宅建 平成17年度(2005年)問15 権利関係 の解説

問題

動産の賃貸借契約と建物の賃貸借契約(定期建物賃貸借等を除く。)に関する次の記述のうち、民法及び借地借家法の規定によれば、正しいものはどれか。

  1. 動産の賃貸借契約は書面によらなくても効力を生じるが、建物の賃貸借契約は書面により契約を締結しなければ無効である。
  2. 賃貸人は動産の賃貸借では修繕義務を負うが、建物の賃貸借では修繕義務を負わない。
  3. 動産の賃貸借は6月の期間が有効だが、建物の賃貸借は1年未満の期間を定めても期間の定めのない契約とみなされる。
  4. 期間を定めた場合、賃借人は動産では期間内解約権を留保できるが、建物の賃貸借では留保できない。

正解

正解は選択肢 3 です。

解説

正解は選択肢3(第3肢)です。選択肢3が正しい記述であり、他の選択肢は誤りを含んでいます。建物賃貸借の更新拒絶・解約申入れには正当事由が必要の規定を正確に理解することが求められます。

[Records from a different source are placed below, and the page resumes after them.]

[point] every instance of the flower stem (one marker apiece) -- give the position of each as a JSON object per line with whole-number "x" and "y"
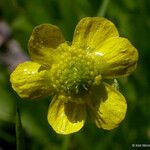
{"x": 19, "y": 131}
{"x": 103, "y": 7}
{"x": 66, "y": 142}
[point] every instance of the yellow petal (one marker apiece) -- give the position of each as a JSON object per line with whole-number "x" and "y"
{"x": 30, "y": 81}
{"x": 110, "y": 109}
{"x": 44, "y": 40}
{"x": 66, "y": 118}
{"x": 92, "y": 31}
{"x": 120, "y": 55}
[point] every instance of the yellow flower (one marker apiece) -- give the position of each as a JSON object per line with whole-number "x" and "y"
{"x": 75, "y": 74}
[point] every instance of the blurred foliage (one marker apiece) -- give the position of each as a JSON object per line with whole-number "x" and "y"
{"x": 132, "y": 19}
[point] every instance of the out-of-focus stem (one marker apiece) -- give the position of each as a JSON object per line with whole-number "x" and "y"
{"x": 19, "y": 132}
{"x": 103, "y": 8}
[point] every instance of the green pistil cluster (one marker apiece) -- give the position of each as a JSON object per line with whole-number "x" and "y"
{"x": 75, "y": 72}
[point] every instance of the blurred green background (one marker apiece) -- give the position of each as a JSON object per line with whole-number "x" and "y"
{"x": 132, "y": 18}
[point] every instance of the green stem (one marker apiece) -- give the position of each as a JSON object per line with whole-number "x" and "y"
{"x": 103, "y": 8}
{"x": 19, "y": 131}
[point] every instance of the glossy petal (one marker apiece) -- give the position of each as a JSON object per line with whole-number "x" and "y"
{"x": 92, "y": 31}
{"x": 66, "y": 117}
{"x": 30, "y": 81}
{"x": 44, "y": 40}
{"x": 110, "y": 109}
{"x": 120, "y": 55}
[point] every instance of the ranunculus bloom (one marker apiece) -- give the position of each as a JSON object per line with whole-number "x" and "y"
{"x": 75, "y": 74}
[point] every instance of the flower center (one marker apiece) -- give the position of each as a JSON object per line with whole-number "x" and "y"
{"x": 74, "y": 72}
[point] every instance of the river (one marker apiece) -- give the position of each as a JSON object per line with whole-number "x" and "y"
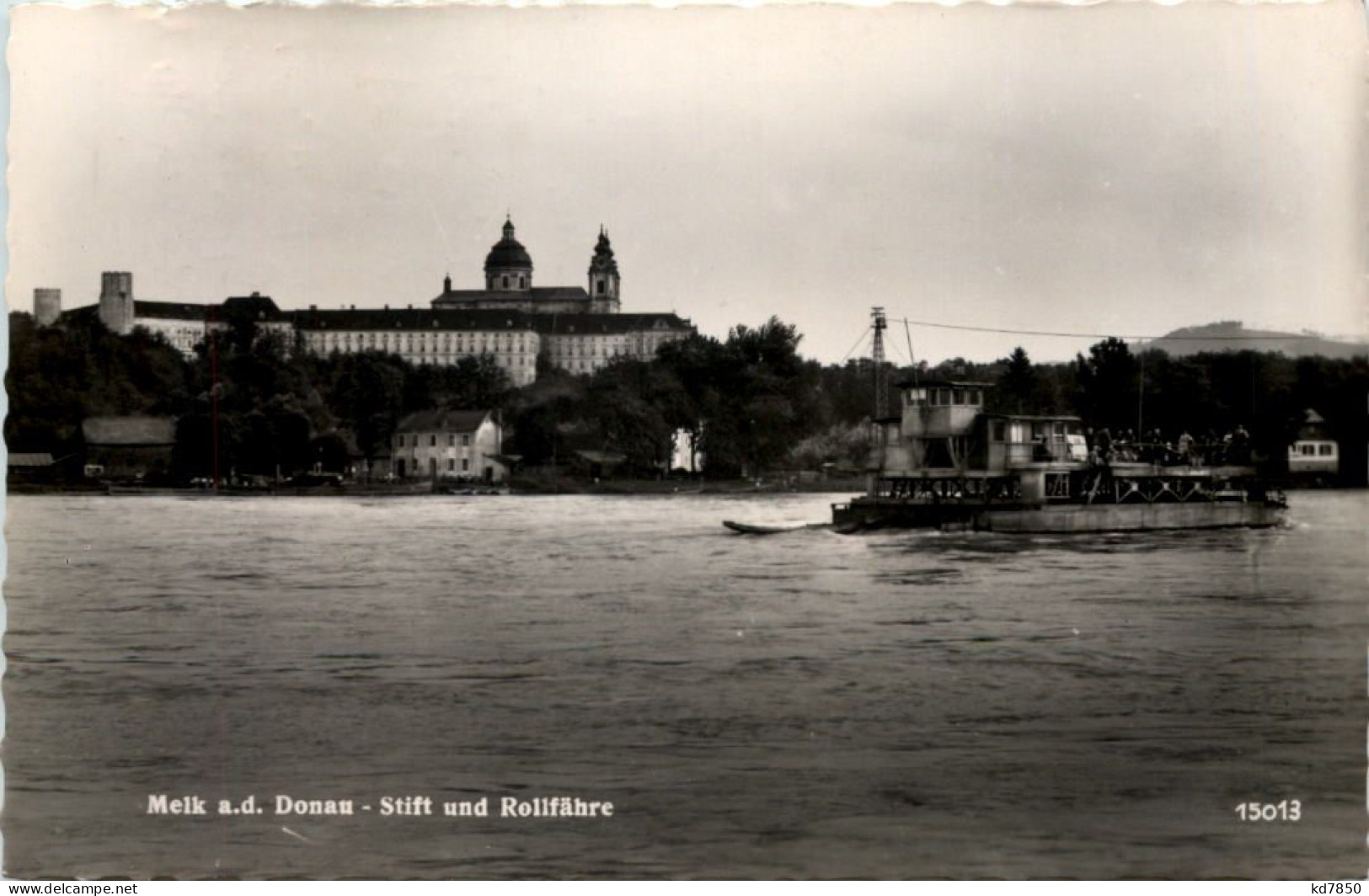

借地借家法29条1項が根拠となります。この条文は、建物の賃貸借契約において1年未満の期間を定めた場合、その期間は無効となり、期間の定めのない契約とみなされることを定めています。これは、賃借人の居住の安定を保護するための強行規定です。一方、動産の賃貸借にはこのような期間の制限に関する特則はなく、民法上、当事者が自由に期間を定めることができます。

【選択肢1】誤。本選択肢の内容は建物賃貸借の更新拒絶・解約申入れには正当事由が必要の規定と異なる誤った記述を含んでいる。正しくは:建物賃貸借の更新拒絶・解約申入れには正当事由が必要(借地借家法28条)。期間満了1年前から6か月前に通知。 【選択肢2】誤。本選択肢の内容は建物賃貸借の更新拒絶・解約申入れには正当事由が必要の規定と異なる誤った記述を含んでいる。正しくは:建物賃貸借の更新拒絶・解約申入れには正当事由が必要(借地借家法28条)。期間満了1年前から6か月前に通知。 【選択肢3】正。建物賃貸借の更新拒絶・解約申入れには正当事由が必要(借地借家法28条)。期間満了1年前から6か月前に通知。 【選択肢4】誤。この否定的記述が誤りで、建物賃貸借の更新拒絶・解約申入れには正当事由が必要(借地借家法28条)。期間満了1年前から6か月前に通知。。